With most of our devices being mobile these days, our lives heavily rely on the capacity of batteries of our electronics. Researchers at the Gdańsk University of Technology are working on improving the technology, but their work is not only related to the battery lifespans of our laptops and smartphones – it could also change the way we look at renewable energy sources.
There’s no doubt that renewable energy sources are the way to go, but the problem with the transition often comes down to their instability – the energy output values often cannot be predicted due to factors such as weather conditions. Meanwhile, we have to supply energy when it`s needed, not just when the wind is blowing or the sun is shining. So if we want to rely on energy from renewable sources, we need energy storage devices that will store it fast, and effectively – says Dr. Monika Wilamowska-Zawłocka from Gdańsk University of Technology.
According to scientists from Gdańsk, who are developing the project thanks to the grant from the RETURNS competition of the Foundation for Polish Science, the answer may lie in hybrid devices which can combine the functions of batteries and supercapacitors. Wilamowska-Zabłocka’s work focuses on combining electrodes from both, in order to create devices with a higher power than the former, and higher energy density than the latter component.
A good analogy of battery operation is a marathon: a battery works for a long time, it has a lot of energy, but releases it slowly, over a long period, explains Dr. Wilamowska-Zawłocka. [Meanwhile], a supercapacitor is like a 100-meter sprint: high speed in a very short time, which means high power, but a small amount of energy.

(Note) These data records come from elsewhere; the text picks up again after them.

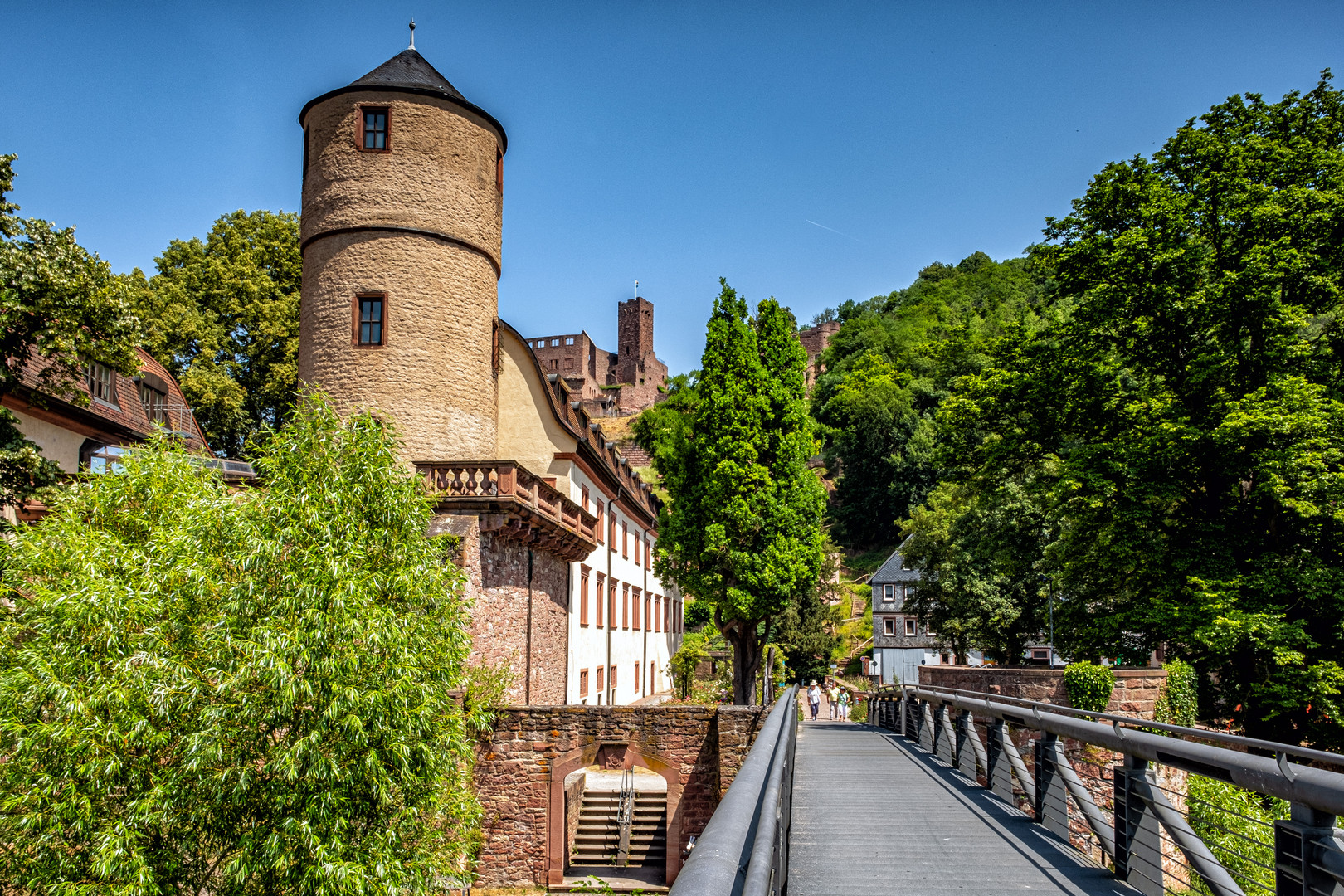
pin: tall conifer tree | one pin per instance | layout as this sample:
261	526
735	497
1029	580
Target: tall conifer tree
743	527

The biggest challenge? Maintaining a battery’s quality throughout its life cycle, despite its constant charging and recharging. Dr. Wilamowska-Zawłocka approximates that ideally, after 500 to 1000 charging cycles, a battery’s drop in energy would not exceed 20%. If all goes well, the use of supercapacitors could solve the problem, as they collect charge only through the physical process on the material’s surface, without a typical chemical reaction which causes the usual wear-and tear.